= Cryptoperiod =

Time during which a specific cryptographic key is authorized for use

A cryptoperiod is the time span during which a specific cryptographic key is authorized for use. NIST's guidelines typically recommend a long-term cryptoperiod of 1 - 3 years for asymmetric keys
 and ≤ 2 years for symmetric keys.

Factors to consider include the strength of the underlying encryption algorithm, key length, the likelihood of compromise through a security breach and the availability of mechanisms of revoking keys.

In traditional cryptographic practice, keys were changed at regular intervals, typically at the same time each day. The code word for a key change, in NSA parlance, is HJ or Hotel Juliet in the NATO phonetic alphabet.

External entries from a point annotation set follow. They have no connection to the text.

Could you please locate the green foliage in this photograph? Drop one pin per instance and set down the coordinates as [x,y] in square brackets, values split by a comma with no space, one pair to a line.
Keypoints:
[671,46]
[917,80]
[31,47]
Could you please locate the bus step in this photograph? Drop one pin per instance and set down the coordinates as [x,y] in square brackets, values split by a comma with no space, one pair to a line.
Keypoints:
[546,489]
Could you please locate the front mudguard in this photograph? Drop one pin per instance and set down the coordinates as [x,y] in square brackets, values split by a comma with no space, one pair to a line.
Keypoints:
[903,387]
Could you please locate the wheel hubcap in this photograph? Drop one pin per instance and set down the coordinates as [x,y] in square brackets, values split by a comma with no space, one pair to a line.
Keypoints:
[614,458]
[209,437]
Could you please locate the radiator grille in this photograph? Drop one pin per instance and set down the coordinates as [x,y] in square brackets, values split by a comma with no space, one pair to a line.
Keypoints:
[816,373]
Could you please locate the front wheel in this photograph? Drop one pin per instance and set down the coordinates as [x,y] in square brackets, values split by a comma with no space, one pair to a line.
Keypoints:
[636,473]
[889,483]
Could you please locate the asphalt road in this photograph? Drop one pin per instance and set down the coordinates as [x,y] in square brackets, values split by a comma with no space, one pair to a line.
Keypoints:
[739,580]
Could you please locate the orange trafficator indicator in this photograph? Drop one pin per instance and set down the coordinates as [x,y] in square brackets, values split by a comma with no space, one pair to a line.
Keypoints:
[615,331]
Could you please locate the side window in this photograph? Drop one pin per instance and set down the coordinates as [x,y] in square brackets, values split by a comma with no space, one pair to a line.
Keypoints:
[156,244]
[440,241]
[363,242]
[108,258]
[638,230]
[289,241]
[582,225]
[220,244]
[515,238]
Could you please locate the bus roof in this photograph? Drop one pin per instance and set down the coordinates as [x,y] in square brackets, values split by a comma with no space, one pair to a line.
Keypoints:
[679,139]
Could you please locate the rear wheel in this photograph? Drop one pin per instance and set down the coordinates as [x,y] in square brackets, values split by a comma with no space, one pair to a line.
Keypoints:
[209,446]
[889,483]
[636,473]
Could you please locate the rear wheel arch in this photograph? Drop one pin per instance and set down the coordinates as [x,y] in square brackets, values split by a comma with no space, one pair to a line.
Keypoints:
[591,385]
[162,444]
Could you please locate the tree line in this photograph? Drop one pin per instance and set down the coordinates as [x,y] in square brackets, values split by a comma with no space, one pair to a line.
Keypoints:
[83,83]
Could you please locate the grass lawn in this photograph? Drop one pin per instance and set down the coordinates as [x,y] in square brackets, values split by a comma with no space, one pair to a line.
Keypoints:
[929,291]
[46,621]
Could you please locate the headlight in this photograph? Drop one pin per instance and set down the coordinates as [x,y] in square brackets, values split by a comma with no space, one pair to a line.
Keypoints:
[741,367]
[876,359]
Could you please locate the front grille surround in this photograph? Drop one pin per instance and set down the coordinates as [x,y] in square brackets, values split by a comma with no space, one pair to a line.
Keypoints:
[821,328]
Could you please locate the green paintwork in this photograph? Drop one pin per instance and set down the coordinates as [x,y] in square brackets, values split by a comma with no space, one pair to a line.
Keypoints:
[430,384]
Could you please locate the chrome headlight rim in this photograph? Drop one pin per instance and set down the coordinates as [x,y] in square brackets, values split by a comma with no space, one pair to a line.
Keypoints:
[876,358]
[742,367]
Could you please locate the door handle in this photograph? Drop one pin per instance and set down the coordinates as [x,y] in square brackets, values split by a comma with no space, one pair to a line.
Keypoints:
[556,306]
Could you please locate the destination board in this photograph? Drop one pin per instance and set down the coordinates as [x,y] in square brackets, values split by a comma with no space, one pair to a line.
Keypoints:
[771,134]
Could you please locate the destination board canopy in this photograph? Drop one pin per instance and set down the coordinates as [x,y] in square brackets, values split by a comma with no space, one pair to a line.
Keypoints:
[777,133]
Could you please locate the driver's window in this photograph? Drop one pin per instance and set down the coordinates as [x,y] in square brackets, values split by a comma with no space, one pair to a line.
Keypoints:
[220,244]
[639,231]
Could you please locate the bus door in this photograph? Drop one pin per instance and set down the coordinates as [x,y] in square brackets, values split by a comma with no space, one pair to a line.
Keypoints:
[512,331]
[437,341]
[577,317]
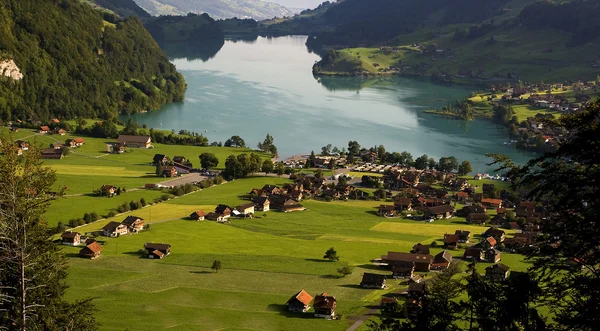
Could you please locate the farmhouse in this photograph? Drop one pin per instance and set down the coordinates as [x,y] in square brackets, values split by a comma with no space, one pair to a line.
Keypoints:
[373,281]
[497,272]
[245,209]
[198,215]
[133,223]
[135,141]
[443,211]
[422,262]
[71,238]
[108,190]
[450,241]
[91,251]
[157,251]
[261,203]
[324,305]
[51,153]
[299,302]
[114,229]
[441,261]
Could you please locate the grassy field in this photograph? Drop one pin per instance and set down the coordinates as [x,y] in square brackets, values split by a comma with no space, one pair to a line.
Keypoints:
[265,260]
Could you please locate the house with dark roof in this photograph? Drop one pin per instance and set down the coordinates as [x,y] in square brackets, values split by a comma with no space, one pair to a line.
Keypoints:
[135,141]
[133,223]
[261,203]
[439,212]
[114,229]
[441,261]
[324,306]
[422,262]
[198,215]
[450,241]
[157,251]
[299,302]
[497,272]
[91,250]
[70,238]
[373,281]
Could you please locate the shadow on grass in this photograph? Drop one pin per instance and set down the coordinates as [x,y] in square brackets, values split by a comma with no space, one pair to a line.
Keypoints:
[283,310]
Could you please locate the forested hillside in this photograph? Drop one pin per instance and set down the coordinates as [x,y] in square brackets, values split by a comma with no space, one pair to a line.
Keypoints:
[75,64]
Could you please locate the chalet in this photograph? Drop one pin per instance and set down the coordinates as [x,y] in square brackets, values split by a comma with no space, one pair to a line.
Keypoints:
[373,281]
[299,302]
[420,249]
[223,210]
[261,203]
[422,261]
[133,223]
[403,269]
[439,212]
[463,236]
[108,190]
[492,255]
[498,234]
[71,238]
[169,171]
[474,253]
[114,229]
[403,204]
[135,141]
[157,251]
[497,272]
[285,204]
[441,261]
[198,215]
[159,159]
[490,242]
[324,305]
[477,218]
[246,209]
[91,250]
[492,203]
[451,241]
[51,153]
[387,211]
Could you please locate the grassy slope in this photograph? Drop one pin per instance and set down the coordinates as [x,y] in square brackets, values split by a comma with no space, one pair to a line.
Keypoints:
[265,260]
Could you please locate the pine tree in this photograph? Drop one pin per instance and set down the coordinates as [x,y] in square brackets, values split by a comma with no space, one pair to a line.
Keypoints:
[32,268]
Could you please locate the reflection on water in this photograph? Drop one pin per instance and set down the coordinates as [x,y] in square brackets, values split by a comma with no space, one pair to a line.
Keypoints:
[267,86]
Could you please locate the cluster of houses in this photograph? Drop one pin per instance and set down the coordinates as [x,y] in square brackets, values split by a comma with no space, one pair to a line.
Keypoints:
[324,304]
[179,165]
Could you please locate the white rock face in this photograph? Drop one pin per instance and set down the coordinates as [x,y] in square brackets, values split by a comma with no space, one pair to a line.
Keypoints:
[8,68]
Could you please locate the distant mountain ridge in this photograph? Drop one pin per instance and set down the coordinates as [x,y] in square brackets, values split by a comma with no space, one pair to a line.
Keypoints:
[255,9]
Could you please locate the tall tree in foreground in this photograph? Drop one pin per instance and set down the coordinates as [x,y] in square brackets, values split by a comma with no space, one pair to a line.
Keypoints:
[32,268]
[569,180]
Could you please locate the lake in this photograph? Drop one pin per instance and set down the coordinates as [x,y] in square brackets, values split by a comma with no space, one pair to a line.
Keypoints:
[251,88]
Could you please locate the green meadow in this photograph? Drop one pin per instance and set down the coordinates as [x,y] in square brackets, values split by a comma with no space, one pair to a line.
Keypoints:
[265,260]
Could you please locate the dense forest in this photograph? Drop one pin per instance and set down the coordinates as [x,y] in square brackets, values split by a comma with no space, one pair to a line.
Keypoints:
[75,64]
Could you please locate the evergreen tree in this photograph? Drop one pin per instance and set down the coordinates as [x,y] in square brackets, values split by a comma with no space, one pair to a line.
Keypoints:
[32,268]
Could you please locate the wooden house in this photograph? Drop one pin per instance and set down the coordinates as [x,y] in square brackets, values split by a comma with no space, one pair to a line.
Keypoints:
[133,223]
[261,203]
[157,251]
[135,141]
[91,250]
[373,281]
[441,261]
[114,229]
[497,272]
[71,238]
[299,302]
[324,305]
[198,215]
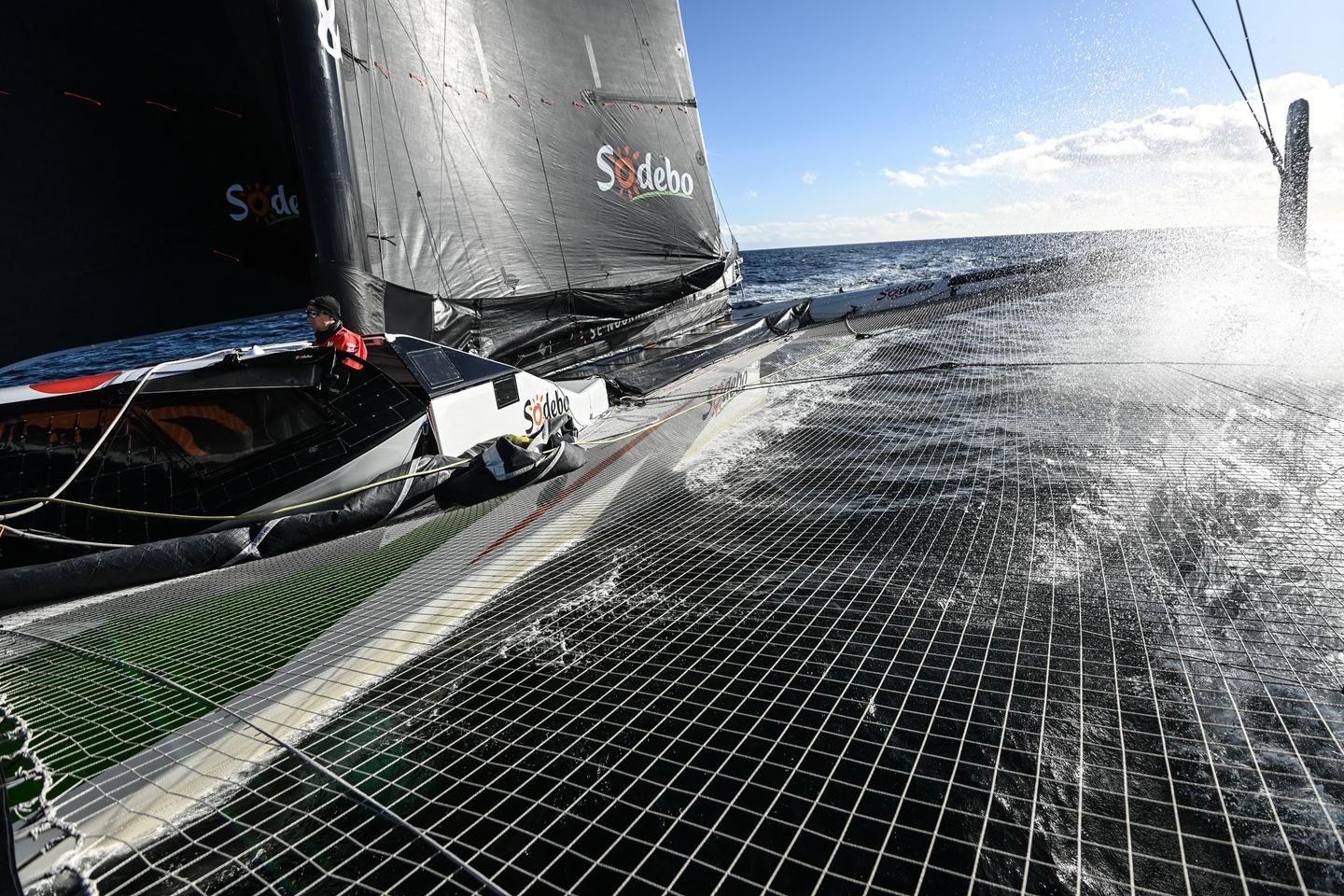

When cryptographic devices began to be used in large scale, those who had to update the key had to set a specific time to synchronize the re-key. This was accomplished at the hour (H) the Julian (J) Date changed, among crypto-accountants, managers and users the jargon "HJ" became the accepted term meaning it was time to change the crypto-key.

==NESTOR in Vietnam==
During the Vietnam War, the United States issued its forces a series of secure voice encryption equipment code-named NESTOR. According to a U.S. Army history: "To maintain compatibility, key changes had to occur simultaneously in all units. The time chosen for this change was midnight, tactically the worst possible time because the greatest number of enemy contacts occurred from 2200 to 0200. Moreover, where several units shared the same keying device, having to move at night to change key settings was inconvenient and dangerous and added to the reasons for not using the equipment. Later the time of the daily NESTOR key change was moved to 0600."